The Barcelona Supercomputing Center-Centro Nacional de Supercomputación combines unique high-performance computing facilities and in-house top research departments on Computer, Life, and Earth sciences, and in computational applications in science and engineering. It is the main provider of public supercomputing services in Spain, coordinating the Red Española de Supercomputación and representing Spain in international initiatives such as PRACE ( The Earth Sciences (ES) Department focuses on the atmosphere-ocean-biosphere system and is structured around four groups with more than 100 researchers and support staff. Within the ES Department, the Climate Prediction Group (CPG) aims at developing a climate forecast system based on the Earth System Model EC-Earth and performs regular assessments of the system’s predictive capacity. The CPG has a long experience in seasonal-to-decadal climate prediction, which has been reflected in its active participation in 11 European and 7 national projects with a strong component on climate prediction. Of particular importance for the group was the FP7 project SPECS, led by the BSC, in which specific, innovative global forecast system experiments were coordinated to test hypotheses for the improvement of seasonal to decadal predictions. The group has been expanding its research activities of climate and carbon cycle prediction, and contributed to the development of the CMIP6 version of EC-Earth, and is now strongly contributing to the CMIP6 simulations provided by the EC-Earth consortium. The group coordinates EC-Earth’s contribution to DCPP (Decadal Climate Prediction Project) and OMIP (Ocean Model Intercomparison Project) and is one of two groups supporting EC-Earth’s participation to C4MIP (Coupled Climate-Carbon Cycle Model Intercomparison Project). The capabilities of the CPG group have lead to the BSC being designated Global Producing Center for Annual-to-Decadal Climate Prediction (GP-ADCP) by the World Meteorological Organisation (WMO) which implies producing decadal forecast quasi-operationally ( In addition, members of the group are currently testing several techniques to produce optimal initial conditions for decadal predictions of climate and the global carbon cycle.

At the BSC there is large expertise in performing climate predictions and more general climate simulations to explore the climatic responses to external forcings, including aerosols from volcanic eruptions. BSC will contribute to the work investigating the effect of volcanic aerosols and biomass burning on the climate, and in particular its contribution to the seasonal to multi-annual prediction skill. To this end, BSC will run and evaluate simulations with the improved aerosol forcing, and contribute to preparation of improved forcing fields.
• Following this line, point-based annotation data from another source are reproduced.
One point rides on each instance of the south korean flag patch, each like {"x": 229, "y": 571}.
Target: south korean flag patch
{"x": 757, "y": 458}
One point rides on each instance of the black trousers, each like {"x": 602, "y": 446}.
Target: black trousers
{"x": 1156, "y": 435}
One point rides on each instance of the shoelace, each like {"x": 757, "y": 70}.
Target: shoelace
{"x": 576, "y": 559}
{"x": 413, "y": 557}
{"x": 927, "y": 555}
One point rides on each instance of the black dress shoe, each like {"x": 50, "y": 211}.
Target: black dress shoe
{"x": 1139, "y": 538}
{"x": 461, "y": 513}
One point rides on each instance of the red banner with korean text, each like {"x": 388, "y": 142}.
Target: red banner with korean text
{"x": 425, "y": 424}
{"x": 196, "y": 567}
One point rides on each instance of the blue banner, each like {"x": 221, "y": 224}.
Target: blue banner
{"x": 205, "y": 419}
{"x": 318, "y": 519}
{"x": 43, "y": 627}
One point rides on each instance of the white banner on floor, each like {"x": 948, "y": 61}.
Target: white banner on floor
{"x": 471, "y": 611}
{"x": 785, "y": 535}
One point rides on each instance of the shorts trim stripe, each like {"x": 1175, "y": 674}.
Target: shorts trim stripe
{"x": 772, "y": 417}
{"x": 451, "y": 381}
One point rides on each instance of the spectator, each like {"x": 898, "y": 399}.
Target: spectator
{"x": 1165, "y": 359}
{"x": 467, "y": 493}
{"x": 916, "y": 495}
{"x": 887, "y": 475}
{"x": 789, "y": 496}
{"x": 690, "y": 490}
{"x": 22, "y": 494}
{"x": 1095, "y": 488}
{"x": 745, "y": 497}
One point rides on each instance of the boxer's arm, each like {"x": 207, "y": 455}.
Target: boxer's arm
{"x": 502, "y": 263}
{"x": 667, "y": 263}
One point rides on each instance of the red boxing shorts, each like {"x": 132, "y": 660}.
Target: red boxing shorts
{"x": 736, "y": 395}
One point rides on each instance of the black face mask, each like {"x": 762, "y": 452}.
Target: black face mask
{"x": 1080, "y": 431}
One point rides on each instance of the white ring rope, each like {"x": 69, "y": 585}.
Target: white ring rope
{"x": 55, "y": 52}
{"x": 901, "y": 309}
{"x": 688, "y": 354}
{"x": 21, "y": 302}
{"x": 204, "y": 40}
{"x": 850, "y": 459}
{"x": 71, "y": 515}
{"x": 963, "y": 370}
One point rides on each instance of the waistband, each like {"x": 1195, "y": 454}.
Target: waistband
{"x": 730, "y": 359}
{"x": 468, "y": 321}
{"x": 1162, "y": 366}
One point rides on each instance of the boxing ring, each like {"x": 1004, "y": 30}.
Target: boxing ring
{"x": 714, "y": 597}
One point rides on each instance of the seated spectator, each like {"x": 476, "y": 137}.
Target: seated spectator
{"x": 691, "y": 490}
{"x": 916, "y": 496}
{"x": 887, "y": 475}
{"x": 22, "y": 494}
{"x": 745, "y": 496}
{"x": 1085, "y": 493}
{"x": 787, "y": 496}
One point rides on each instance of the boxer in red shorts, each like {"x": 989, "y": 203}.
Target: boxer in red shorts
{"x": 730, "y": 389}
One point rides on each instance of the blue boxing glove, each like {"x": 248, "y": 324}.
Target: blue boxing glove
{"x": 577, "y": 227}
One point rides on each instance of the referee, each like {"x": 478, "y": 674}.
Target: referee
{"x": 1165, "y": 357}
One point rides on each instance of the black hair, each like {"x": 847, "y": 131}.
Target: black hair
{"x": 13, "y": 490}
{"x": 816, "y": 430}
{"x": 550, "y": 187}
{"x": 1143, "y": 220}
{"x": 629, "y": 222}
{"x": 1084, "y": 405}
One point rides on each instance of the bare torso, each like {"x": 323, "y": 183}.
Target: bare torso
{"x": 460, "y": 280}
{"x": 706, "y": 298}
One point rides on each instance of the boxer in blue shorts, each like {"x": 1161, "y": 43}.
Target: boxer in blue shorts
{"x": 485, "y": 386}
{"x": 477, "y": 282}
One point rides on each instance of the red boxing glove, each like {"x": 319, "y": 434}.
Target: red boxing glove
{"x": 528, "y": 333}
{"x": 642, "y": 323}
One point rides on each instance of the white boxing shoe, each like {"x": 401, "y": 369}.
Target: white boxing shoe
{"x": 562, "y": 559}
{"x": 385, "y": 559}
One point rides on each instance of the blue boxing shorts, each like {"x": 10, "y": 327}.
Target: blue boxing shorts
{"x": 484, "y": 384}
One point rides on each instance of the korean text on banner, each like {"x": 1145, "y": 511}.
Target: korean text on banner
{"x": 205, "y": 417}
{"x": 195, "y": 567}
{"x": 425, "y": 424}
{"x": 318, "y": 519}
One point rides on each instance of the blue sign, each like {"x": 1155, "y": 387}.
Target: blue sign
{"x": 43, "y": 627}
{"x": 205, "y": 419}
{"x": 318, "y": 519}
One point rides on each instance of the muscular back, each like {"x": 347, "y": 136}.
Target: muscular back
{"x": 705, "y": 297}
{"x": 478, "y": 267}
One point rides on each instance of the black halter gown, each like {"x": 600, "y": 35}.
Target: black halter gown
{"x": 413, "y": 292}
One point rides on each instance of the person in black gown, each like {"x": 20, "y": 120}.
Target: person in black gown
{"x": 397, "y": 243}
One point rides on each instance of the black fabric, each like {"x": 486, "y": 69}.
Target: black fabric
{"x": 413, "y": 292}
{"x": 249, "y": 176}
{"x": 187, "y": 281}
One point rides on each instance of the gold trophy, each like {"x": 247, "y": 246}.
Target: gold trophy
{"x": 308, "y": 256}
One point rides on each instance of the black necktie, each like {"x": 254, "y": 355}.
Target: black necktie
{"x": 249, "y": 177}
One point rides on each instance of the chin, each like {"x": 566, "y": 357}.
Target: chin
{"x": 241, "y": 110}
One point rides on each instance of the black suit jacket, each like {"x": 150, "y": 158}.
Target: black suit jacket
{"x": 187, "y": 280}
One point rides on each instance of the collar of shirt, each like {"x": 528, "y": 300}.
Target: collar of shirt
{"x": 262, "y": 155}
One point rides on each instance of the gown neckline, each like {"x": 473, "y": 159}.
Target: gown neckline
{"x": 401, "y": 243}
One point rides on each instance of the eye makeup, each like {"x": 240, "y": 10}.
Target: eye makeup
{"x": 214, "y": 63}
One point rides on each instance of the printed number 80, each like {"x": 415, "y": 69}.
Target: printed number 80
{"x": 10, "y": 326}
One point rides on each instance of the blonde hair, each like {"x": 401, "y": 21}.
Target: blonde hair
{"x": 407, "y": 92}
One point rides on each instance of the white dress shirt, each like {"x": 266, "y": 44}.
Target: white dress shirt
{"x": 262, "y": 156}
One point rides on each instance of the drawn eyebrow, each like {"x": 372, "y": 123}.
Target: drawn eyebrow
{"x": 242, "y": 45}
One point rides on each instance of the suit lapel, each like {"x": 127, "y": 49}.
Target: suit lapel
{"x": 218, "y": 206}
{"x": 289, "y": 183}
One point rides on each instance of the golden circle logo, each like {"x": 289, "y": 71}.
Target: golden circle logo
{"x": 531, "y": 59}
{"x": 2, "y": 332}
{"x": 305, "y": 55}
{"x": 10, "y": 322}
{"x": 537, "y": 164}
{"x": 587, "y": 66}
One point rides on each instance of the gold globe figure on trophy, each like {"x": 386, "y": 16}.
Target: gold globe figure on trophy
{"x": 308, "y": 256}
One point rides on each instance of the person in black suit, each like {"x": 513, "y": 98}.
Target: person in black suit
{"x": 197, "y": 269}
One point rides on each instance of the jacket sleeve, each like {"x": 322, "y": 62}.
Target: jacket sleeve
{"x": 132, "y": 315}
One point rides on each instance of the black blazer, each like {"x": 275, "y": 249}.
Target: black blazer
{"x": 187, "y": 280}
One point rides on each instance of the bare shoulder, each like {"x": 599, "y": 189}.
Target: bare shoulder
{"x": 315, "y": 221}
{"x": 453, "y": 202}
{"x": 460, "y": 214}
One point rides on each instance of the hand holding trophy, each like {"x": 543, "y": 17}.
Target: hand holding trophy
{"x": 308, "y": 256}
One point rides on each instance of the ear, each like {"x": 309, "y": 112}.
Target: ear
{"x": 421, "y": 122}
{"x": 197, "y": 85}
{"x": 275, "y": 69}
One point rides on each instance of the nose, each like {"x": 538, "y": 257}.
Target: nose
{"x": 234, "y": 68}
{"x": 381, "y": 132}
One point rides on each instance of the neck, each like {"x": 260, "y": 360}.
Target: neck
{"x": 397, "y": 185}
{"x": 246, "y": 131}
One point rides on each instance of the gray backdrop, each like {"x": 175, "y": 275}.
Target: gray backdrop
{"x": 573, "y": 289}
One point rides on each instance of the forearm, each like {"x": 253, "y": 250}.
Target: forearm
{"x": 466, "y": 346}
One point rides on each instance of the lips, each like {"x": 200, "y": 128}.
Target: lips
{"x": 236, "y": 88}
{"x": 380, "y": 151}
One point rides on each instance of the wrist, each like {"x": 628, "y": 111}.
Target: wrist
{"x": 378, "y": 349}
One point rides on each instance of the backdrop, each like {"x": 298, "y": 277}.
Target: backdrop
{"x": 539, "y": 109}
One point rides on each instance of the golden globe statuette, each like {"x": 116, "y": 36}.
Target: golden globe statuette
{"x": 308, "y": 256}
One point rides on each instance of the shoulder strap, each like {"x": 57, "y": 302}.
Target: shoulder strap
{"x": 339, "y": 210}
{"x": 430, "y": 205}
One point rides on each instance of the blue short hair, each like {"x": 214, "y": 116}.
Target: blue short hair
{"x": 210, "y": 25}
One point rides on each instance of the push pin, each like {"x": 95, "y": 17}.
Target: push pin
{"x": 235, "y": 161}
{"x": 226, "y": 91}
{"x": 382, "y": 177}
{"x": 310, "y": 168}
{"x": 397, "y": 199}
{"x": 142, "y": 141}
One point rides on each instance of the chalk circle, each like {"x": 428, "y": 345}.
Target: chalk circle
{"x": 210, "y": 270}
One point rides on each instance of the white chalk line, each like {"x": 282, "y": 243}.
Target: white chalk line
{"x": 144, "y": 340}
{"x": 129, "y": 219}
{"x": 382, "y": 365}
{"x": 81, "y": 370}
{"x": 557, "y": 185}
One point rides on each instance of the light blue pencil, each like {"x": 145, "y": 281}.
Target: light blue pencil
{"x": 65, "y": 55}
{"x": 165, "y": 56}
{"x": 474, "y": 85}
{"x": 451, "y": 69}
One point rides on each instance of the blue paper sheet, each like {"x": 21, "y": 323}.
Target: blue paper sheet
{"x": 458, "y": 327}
The CONFESS project will allow the BSC to further its understanding of the potential contributions of aerosols to climate variations and predictive skill, and, through improvements in the associated tools and model capabilities, enhance the prediction system we use for our research and to provide real-time climate forecasts. The work envisaged in CONFESS will also allow the BSC to generate a capability to react to a potential new volcanic eruption to be able to capitalise on its added value for prediction. 

The work on the biomass burning emissions empirical model in WP2 will allow the BSC CPG to extend its expertise on climate prediction to the prediction of the effects of wildfires, and it is expected that this work will benefit future projects in which the CPG will be involved.